Um modelo agrícola baseado em culturas intensivas que exige o recurso a elevadas percentagens de fitofármacos e fertilizantes retirados, nalguns casos, de lamas de ETAR, quando se está perante um solo arenoso, muito pobre, neutro em matéria orgânica, dificilmente será uma actividade que se possa harmonizar com o modelo turístico que se pretende instalar na Herdade da Comporta. A invasão de moscas tem sido uma das consequências. Miguel Vieira salienta que o território é uma zona com “ecossistemas muito sensíveis”, advertindo para a necessidade de travar a proliferação de espécies invasoras em “detrimento da paisagem histórica”.

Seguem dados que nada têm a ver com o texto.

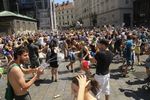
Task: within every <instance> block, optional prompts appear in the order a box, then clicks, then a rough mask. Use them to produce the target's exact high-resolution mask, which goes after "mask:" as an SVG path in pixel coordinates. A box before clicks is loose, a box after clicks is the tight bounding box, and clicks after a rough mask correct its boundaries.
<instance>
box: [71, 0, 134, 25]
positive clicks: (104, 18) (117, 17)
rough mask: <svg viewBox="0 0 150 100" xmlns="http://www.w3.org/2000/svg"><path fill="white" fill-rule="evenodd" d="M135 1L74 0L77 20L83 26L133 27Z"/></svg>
mask: <svg viewBox="0 0 150 100" xmlns="http://www.w3.org/2000/svg"><path fill="white" fill-rule="evenodd" d="M133 1H134V0H74V4H75V11H77V12H76V15H77V19H76V20H81V21H82V22H83V26H85V27H89V26H102V25H105V24H112V25H115V26H122V25H123V23H125V25H126V26H132V23H133Z"/></svg>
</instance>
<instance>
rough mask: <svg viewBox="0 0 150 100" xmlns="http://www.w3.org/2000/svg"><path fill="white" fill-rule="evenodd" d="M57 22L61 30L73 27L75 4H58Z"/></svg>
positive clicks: (67, 3) (65, 2)
mask: <svg viewBox="0 0 150 100" xmlns="http://www.w3.org/2000/svg"><path fill="white" fill-rule="evenodd" d="M55 7H56V20H57V26H58V27H59V28H65V27H71V26H73V25H74V23H75V22H74V21H75V19H74V17H75V14H74V4H73V3H72V2H69V1H67V2H63V3H62V4H56V5H55Z"/></svg>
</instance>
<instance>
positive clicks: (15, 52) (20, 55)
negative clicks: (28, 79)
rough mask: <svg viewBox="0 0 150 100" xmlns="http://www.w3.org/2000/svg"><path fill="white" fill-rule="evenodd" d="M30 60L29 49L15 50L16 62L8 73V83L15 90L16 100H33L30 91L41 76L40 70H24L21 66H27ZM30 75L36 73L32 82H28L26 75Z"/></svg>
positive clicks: (28, 69) (34, 75) (21, 49)
mask: <svg viewBox="0 0 150 100" xmlns="http://www.w3.org/2000/svg"><path fill="white" fill-rule="evenodd" d="M28 60H29V56H28V49H26V48H25V47H19V48H17V49H16V50H15V52H14V61H13V62H12V63H11V64H10V68H9V70H10V71H9V73H8V81H9V83H10V85H11V86H12V88H13V91H14V94H15V96H14V98H15V100H31V96H30V94H29V92H28V89H29V88H30V86H31V85H32V84H33V83H34V82H35V81H36V80H37V79H38V78H39V76H40V75H41V72H40V70H39V68H36V69H24V68H23V67H21V66H20V64H25V63H26V62H28ZM30 73H34V76H33V78H32V79H31V80H30V81H28V82H26V81H25V78H24V74H30Z"/></svg>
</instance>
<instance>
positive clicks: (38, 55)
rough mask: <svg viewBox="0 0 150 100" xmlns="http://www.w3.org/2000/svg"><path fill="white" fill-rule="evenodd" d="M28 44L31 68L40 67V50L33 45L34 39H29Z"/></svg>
mask: <svg viewBox="0 0 150 100" xmlns="http://www.w3.org/2000/svg"><path fill="white" fill-rule="evenodd" d="M28 42H29V45H28V46H27V47H28V50H29V58H30V64H31V68H36V67H39V66H40V61H39V54H38V51H39V48H38V46H36V45H35V44H34V43H33V39H32V38H28Z"/></svg>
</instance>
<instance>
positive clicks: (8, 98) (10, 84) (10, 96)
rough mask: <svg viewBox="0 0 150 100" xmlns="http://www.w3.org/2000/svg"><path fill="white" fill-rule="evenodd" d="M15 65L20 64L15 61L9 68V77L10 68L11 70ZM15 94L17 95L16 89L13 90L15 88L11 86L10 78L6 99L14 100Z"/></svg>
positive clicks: (7, 75)
mask: <svg viewBox="0 0 150 100" xmlns="http://www.w3.org/2000/svg"><path fill="white" fill-rule="evenodd" d="M15 66H18V65H17V64H16V63H14V64H12V65H11V67H10V68H9V69H8V73H7V77H8V74H9V72H10V70H11V69H12V68H13V67H15ZM14 96H15V94H14V90H13V88H12V86H11V84H10V82H9V80H8V82H7V88H6V92H5V99H6V100H13V99H14Z"/></svg>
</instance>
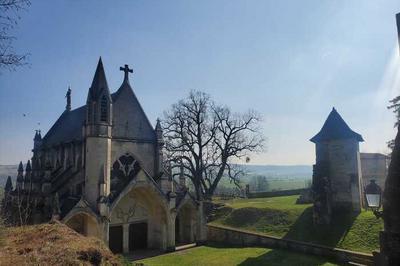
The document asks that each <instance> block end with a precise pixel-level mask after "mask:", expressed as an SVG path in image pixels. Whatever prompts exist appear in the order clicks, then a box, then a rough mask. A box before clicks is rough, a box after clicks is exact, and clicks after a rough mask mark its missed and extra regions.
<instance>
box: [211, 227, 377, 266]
mask: <svg viewBox="0 0 400 266" xmlns="http://www.w3.org/2000/svg"><path fill="white" fill-rule="evenodd" d="M207 227H208V241H211V242H217V243H225V244H231V245H237V246H264V247H269V248H282V249H287V250H291V251H296V252H301V253H305V254H312V255H317V256H324V257H328V258H330V259H333V260H335V261H338V262H340V263H350V262H352V263H357V264H361V265H373V264H374V258H373V255H372V254H368V253H363V252H357V251H350V250H345V249H340V248H332V247H327V246H323V245H318V244H313V243H307V242H303V241H298V240H291V239H284V238H279V237H274V236H269V235H265V234H262V233H256V232H250V231H247V230H241V229H236V228H231V227H226V226H221V225H215V224H208V225H207Z"/></svg>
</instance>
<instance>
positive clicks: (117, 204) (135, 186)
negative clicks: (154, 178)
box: [109, 172, 168, 253]
mask: <svg viewBox="0 0 400 266" xmlns="http://www.w3.org/2000/svg"><path fill="white" fill-rule="evenodd" d="M141 173H142V174H144V173H143V172H141ZM139 175H140V174H139ZM164 201H165V199H164V198H162V196H161V195H159V194H158V193H157V191H155V189H154V188H152V187H151V185H149V184H148V183H145V182H140V181H139V182H136V183H135V184H134V185H133V186H132V187H131V188H130V190H128V192H127V193H125V194H124V195H121V196H120V197H118V198H117V199H116V202H115V203H114V204H113V206H112V209H111V217H110V229H109V244H110V249H111V250H113V249H114V250H117V253H121V252H122V253H128V252H129V253H130V252H135V251H138V250H141V249H147V248H150V249H160V250H165V249H166V243H167V223H168V219H167V209H166V204H165V202H164ZM121 246H122V251H121V249H120V248H121Z"/></svg>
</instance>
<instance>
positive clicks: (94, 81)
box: [87, 57, 111, 102]
mask: <svg viewBox="0 0 400 266" xmlns="http://www.w3.org/2000/svg"><path fill="white" fill-rule="evenodd" d="M103 90H106V95H108V96H109V98H110V99H111V96H110V92H109V89H108V85H107V79H106V74H105V72H104V67H103V61H102V60H101V57H100V59H99V62H98V64H97V68H96V72H95V74H94V77H93V81H92V85H91V86H90V88H89V93H88V98H87V102H89V101H91V100H94V101H95V100H97V99H98V98H99V96H100V94H101V93H102V92H103Z"/></svg>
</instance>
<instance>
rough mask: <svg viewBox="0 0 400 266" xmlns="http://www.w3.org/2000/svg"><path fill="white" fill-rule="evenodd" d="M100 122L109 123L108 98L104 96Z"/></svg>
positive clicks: (100, 107)
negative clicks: (107, 100)
mask: <svg viewBox="0 0 400 266" xmlns="http://www.w3.org/2000/svg"><path fill="white" fill-rule="evenodd" d="M100 121H102V122H107V98H106V96H103V97H102V98H101V103H100Z"/></svg>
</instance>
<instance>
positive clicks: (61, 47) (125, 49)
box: [0, 0, 400, 166]
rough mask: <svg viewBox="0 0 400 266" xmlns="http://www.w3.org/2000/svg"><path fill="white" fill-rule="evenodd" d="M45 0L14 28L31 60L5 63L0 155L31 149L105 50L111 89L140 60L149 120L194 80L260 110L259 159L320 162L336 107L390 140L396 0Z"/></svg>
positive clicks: (395, 25) (0, 145) (352, 122)
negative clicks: (36, 140)
mask: <svg viewBox="0 0 400 266" xmlns="http://www.w3.org/2000/svg"><path fill="white" fill-rule="evenodd" d="M49 3H52V2H50V1H40V2H39V1H38V2H33V3H32V5H31V6H30V7H29V8H28V10H26V11H22V12H21V14H20V16H21V21H20V23H19V24H18V26H17V27H16V28H15V33H14V34H15V36H16V37H17V40H16V41H15V48H16V50H17V51H18V52H28V53H30V54H31V56H30V66H29V67H22V68H18V69H17V70H16V71H15V72H7V71H4V72H3V73H1V75H0V87H1V90H0V113H1V114H2V115H1V118H0V136H2V137H1V138H0V165H13V162H17V164H18V163H19V161H21V160H22V161H23V162H24V163H26V161H27V160H28V159H30V158H31V149H32V147H33V136H34V130H36V129H41V131H42V136H44V135H45V134H46V133H47V131H48V130H49V128H50V127H51V126H52V125H53V124H54V123H55V121H56V120H57V119H58V117H59V116H60V115H61V113H62V112H63V111H64V109H65V97H64V96H65V93H66V91H67V88H68V86H71V88H72V107H73V109H75V108H77V107H79V106H82V105H84V104H85V102H86V97H87V92H88V88H89V86H90V83H91V81H92V78H93V75H94V71H95V68H96V64H97V60H98V58H99V56H102V59H103V63H104V67H105V72H106V76H107V81H108V85H109V88H110V90H111V92H114V91H116V89H117V88H118V87H119V86H120V84H121V82H122V79H123V73H122V72H121V71H119V67H120V66H123V65H124V64H129V66H130V67H131V68H133V74H132V75H131V79H130V81H131V84H132V87H133V90H134V93H135V94H136V96H137V98H138V99H139V101H140V103H141V105H142V107H143V109H144V111H145V113H146V114H147V117H148V118H149V120H150V122H151V123H152V125H153V126H154V124H155V121H156V119H157V117H162V113H163V111H164V110H166V109H168V108H170V106H171V105H172V104H173V103H175V102H177V101H178V100H179V99H182V98H184V97H186V96H187V95H188V93H189V91H190V90H191V89H197V90H201V91H204V92H206V93H209V94H210V95H211V97H212V98H213V99H214V100H215V101H216V102H217V103H220V104H224V105H228V106H230V107H231V108H232V110H233V111H235V112H236V111H237V112H245V111H246V110H248V109H249V108H251V109H254V110H256V111H258V112H259V113H260V114H261V115H262V116H263V118H264V121H263V123H262V125H261V126H262V130H263V133H264V135H265V136H266V138H267V143H266V151H265V152H263V153H260V154H251V155H250V158H251V161H250V164H252V165H279V166H286V165H287V166H292V165H312V164H314V162H315V147H314V144H313V143H311V142H310V141H309V139H310V138H311V137H313V136H314V135H315V134H316V133H317V132H318V131H319V130H320V129H321V127H322V125H323V123H324V122H325V119H326V118H327V116H328V114H329V112H330V111H331V109H332V107H335V108H336V109H337V110H338V112H339V113H340V115H341V116H342V117H343V119H344V120H345V121H346V122H347V124H348V125H349V126H350V128H351V129H352V130H354V131H355V132H357V133H359V134H361V135H362V136H363V138H364V139H365V142H363V143H361V144H360V152H371V153H383V154H386V153H388V152H389V150H388V148H387V145H386V142H387V141H389V140H390V139H393V137H394V135H395V129H394V127H393V124H394V121H395V117H394V114H393V113H392V112H391V110H387V108H386V106H387V105H388V104H389V102H388V101H389V100H391V99H392V98H394V97H395V96H397V95H400V57H399V49H398V44H397V29H396V22H395V14H396V13H398V12H399V11H400V2H399V1H398V0H388V1H385V3H384V4H382V3H380V2H376V1H363V2H361V3H360V2H353V1H346V2H332V1H305V2H304V1H302V2H293V1H279V2H276V1H252V2H250V3H247V2H245V1H243V2H231V1H227V0H222V1H218V2H215V1H202V2H201V3H195V2H189V1H179V0H173V1H168V3H166V2H162V1H159V2H157V4H155V3H152V4H149V3H148V2H145V1H134V2H120V3H119V4H115V5H109V3H108V2H106V1H85V2H79V3H78V2H75V1H60V2H59V3H58V4H57V5H55V4H49ZM99 14H101V16H100V15H99ZM115 14H118V16H117V17H116V16H115Z"/></svg>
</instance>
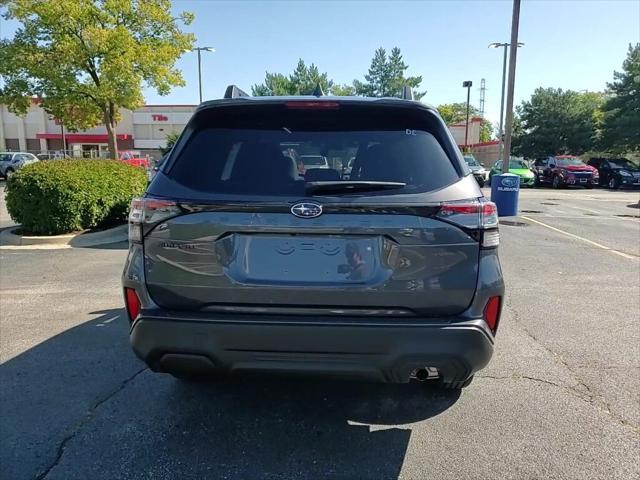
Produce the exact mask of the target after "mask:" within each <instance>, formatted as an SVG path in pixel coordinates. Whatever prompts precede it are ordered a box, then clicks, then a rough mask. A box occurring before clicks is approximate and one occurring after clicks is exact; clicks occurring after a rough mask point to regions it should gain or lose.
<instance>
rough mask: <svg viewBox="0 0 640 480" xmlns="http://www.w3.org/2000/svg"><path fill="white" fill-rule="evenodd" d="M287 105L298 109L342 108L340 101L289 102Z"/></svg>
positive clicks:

Na Comporta “ainda não aconteceu como na Costa do Sol”, mas “não faltam sítios paradisíacos que foram destruídos”, argumenta aquele especialista, defendendo a necessidade de se fazer a “reavaliação” dos projectos programados para a Herdade da Comporta, porque a realidade de hoje é “diferente” daquela que existia há duas ou três décadas.
A venda dos activos turísticos da Herdade da Comporta não suscita reservas ao fundador da ProDuna: “Espero que os investidores de hoje tenham uma visão que preserve os ecossistemas”, embora reconheça que os processos de investimento “são como os comboios que não fazem marcha atrás”.

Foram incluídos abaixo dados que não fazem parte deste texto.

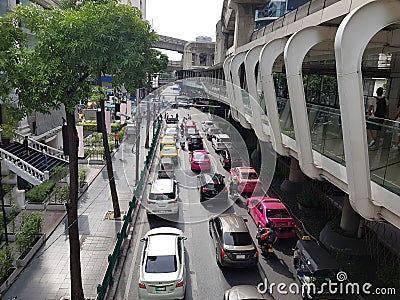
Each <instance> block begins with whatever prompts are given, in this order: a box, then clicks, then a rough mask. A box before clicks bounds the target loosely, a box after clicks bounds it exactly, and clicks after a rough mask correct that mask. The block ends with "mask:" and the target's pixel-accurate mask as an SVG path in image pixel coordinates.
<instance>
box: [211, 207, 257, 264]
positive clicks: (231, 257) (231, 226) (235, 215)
mask: <svg viewBox="0 0 400 300" xmlns="http://www.w3.org/2000/svg"><path fill="white" fill-rule="evenodd" d="M246 221H247V220H245V219H243V218H242V217H240V216H238V215H235V214H222V215H219V216H216V217H213V218H211V219H210V221H209V223H208V224H209V231H210V235H211V238H212V240H213V246H214V249H213V253H215V258H216V260H217V264H218V265H219V266H220V267H233V268H248V267H253V266H256V265H257V263H258V251H257V247H256V245H255V244H254V242H253V239H252V238H251V236H250V232H249V229H248V228H247V225H246V223H245V222H246Z"/></svg>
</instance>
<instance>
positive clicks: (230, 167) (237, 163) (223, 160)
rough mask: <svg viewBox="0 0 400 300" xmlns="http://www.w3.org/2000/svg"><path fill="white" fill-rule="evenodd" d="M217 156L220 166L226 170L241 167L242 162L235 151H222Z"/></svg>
mask: <svg viewBox="0 0 400 300" xmlns="http://www.w3.org/2000/svg"><path fill="white" fill-rule="evenodd" d="M218 155H219V160H220V161H221V164H222V166H223V167H224V169H226V170H230V169H231V168H236V167H241V166H242V162H243V160H242V159H241V157H240V154H239V152H237V151H236V150H235V149H229V150H228V149H222V150H221V151H220V152H219V153H218Z"/></svg>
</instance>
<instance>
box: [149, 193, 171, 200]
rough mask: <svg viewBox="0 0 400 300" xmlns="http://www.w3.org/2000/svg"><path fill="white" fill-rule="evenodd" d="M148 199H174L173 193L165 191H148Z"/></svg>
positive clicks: (155, 199) (164, 199) (162, 199)
mask: <svg viewBox="0 0 400 300" xmlns="http://www.w3.org/2000/svg"><path fill="white" fill-rule="evenodd" d="M149 199H151V200H170V199H175V193H174V192H172V193H165V194H159V193H150V194H149Z"/></svg>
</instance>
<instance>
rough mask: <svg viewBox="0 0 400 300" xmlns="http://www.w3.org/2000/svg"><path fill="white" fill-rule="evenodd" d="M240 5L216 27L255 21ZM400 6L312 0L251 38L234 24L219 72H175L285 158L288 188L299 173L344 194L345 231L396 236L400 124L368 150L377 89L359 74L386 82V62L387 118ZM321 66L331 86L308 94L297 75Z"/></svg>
mask: <svg viewBox="0 0 400 300" xmlns="http://www.w3.org/2000/svg"><path fill="white" fill-rule="evenodd" d="M239 2H240V1H239V0H231V1H225V2H224V5H228V6H229V9H226V12H227V14H229V17H228V15H226V16H225V15H222V16H221V20H222V21H221V22H220V23H223V22H225V24H229V22H230V24H232V22H233V21H232V20H233V19H232V17H231V16H232V15H233V14H235V18H234V20H235V21H234V22H236V23H237V22H239V21H240V20H241V22H243V19H244V18H246V17H247V18H250V16H252V17H251V18H253V22H254V13H249V12H248V11H247V15H246V14H245V13H244V12H242V10H241V9H239V8H238V7H237V5H246V4H245V3H244V2H247V3H250V4H251V3H253V2H254V3H255V2H257V1H250V0H249V1H241V2H242V3H239ZM232 3H236V4H235V5H231V4H232ZM254 3H253V4H254ZM228 6H227V8H228ZM398 7H400V1H399V0H389V1H381V0H377V1H371V0H369V1H368V0H360V1H357V2H355V1H350V0H341V1H338V0H313V1H309V2H307V3H306V4H304V5H303V6H301V7H299V8H298V9H296V10H294V11H292V12H290V13H288V14H286V15H285V16H284V17H282V18H280V19H278V20H276V21H275V22H273V23H271V24H269V25H268V26H266V27H264V28H261V29H260V30H258V31H254V32H253V30H249V28H244V29H243V30H241V31H240V26H239V25H238V24H236V23H235V24H236V25H235V28H236V29H237V30H238V32H235V33H234V34H233V35H232V39H233V42H232V46H231V47H230V48H229V49H225V51H222V52H223V53H224V56H225V58H224V60H223V64H222V67H221V68H218V67H217V68H214V69H210V70H207V71H204V70H203V71H199V72H195V71H193V70H190V71H187V72H186V74H185V71H183V73H182V74H183V77H190V76H202V77H204V78H203V79H202V80H203V81H207V82H206V83H204V88H205V89H206V90H207V91H208V93H209V95H214V96H215V97H217V98H216V99H217V100H219V101H222V102H225V103H226V104H228V105H229V107H230V112H231V115H232V117H233V118H234V119H235V120H236V121H237V122H239V123H240V124H241V126H242V127H244V128H248V129H252V130H254V132H255V134H256V135H257V137H258V139H259V140H260V141H264V142H269V143H271V144H272V146H273V148H274V150H275V151H276V152H277V153H279V154H280V155H283V156H288V157H291V158H292V161H293V162H295V163H293V164H292V165H293V166H292V167H293V168H292V171H293V172H291V176H290V177H291V179H292V181H296V180H298V178H299V177H300V176H299V175H298V174H299V173H304V174H305V175H307V176H308V177H310V178H313V179H319V180H328V181H330V182H331V183H333V184H334V185H336V186H338V187H339V188H341V189H342V190H343V191H345V192H346V193H347V194H348V196H349V197H348V205H347V206H346V205H345V206H344V209H343V213H342V223H343V226H344V228H346V230H349V231H352V232H354V231H356V230H358V227H359V220H360V219H359V216H361V217H362V218H364V219H366V220H371V221H377V222H382V221H383V222H389V223H391V224H393V225H394V226H396V227H397V228H400V177H399V176H398V174H400V172H399V171H400V153H399V151H398V150H397V149H396V147H397V143H398V142H397V141H398V137H399V133H400V132H399V129H398V128H399V127H398V124H399V123H398V122H394V121H390V120H388V119H386V120H383V121H382V122H383V124H382V127H381V128H384V129H383V130H381V133H380V134H382V136H381V138H380V139H379V140H380V144H379V146H378V147H376V148H371V147H368V142H369V140H368V139H367V130H366V126H367V124H369V122H370V121H368V120H366V118H365V105H366V101H365V100H366V97H365V95H372V94H373V92H374V89H375V87H374V84H370V85H368V86H367V85H366V83H367V82H371V80H374V79H373V78H372V76H368V75H367V72H366V70H367V69H368V67H371V66H373V68H372V70H371V68H369V71H368V72H370V73H371V74H373V73H374V72H375V73H376V74H377V76H378V77H379V74H383V73H382V65H380V63H379V61H380V57H381V56H385V57H386V58H387V59H386V64H384V66H383V67H384V68H385V71H384V73H385V75H384V76H387V78H386V79H385V82H386V84H385V85H386V95H387V98H388V101H389V104H390V107H391V115H393V113H394V111H395V109H396V104H397V101H398V100H399V96H400V76H399V74H400V30H399V29H400V11H399V9H398ZM253 8H254V6H253ZM241 13H242V15H241ZM371 16H374V17H373V18H371ZM246 22H247V23H246ZM246 22H244V23H246V24H249V22H248V21H246ZM220 27H223V26H220ZM253 28H254V27H253ZM239 31H240V32H239ZM244 40H247V42H245V43H242V42H243V41H244ZM217 44H218V34H217ZM225 44H226V43H225ZM228 45H229V43H228ZM217 48H218V46H217ZM370 59H372V63H371V62H368V61H369V60H370ZM321 65H324V66H326V68H325V70H330V71H329V72H328V73H330V75H332V77H333V79H334V80H333V81H332V82H331V83H332V84H333V85H331V86H330V87H329V88H328V87H327V86H324V83H321V80H320V82H319V85H318V89H319V90H318V89H316V90H313V89H310V88H308V89H305V88H304V86H305V84H304V80H305V78H306V77H307V74H305V73H304V74H303V71H305V70H306V69H309V68H311V69H312V68H313V66H316V67H318V66H321ZM323 72H324V70H322V71H321V70H320V73H319V74H322V75H323V76H325V75H324V73H323ZM303 75H304V76H303ZM309 77H310V76H309ZM222 79H224V80H225V81H223V80H222ZM221 92H223V93H222V94H221ZM364 94H365V95H364ZM316 98H318V99H319V100H318V101H316V100H315V99H316ZM296 164H297V168H296ZM296 174H297V175H296ZM357 216H358V217H357Z"/></svg>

“[A defesa do meio ambiente tornou-se uma tarefa] muito mais complexa do que no passado, mas a nossa capacidade de intervir também se reforçou”, revela o fundador da associação ambientalista ProDuna, frisando que o “novo alvo” das intervenções na defesa do ambiente “são os decisores públicos e privados”, defendendo um tipo de intervenção mais pragmática que no passado.
Um relatório elaborado pelo Tribunal de Contas Europeu em 2017 reconhece que “são necessárias melhorias na gestão, no financiamento e no acompanhamento da rede Natura 2000”, o programa emblemático da União Europeia em matéria de biodiversidade. O P2 teve acesso a um contrato do Instituto de Conservação da Natureza e Florestas, assinado em Junho de 2017, para a elaboração de 20 planos de gestão de habitats naturais, da fauna e flora selvagens, em sítios de importância comunitária, entre eles os que encontram na Comporta/Galé e Costa Sudoeste. Deveriam estar concluídos há quase duas décadas.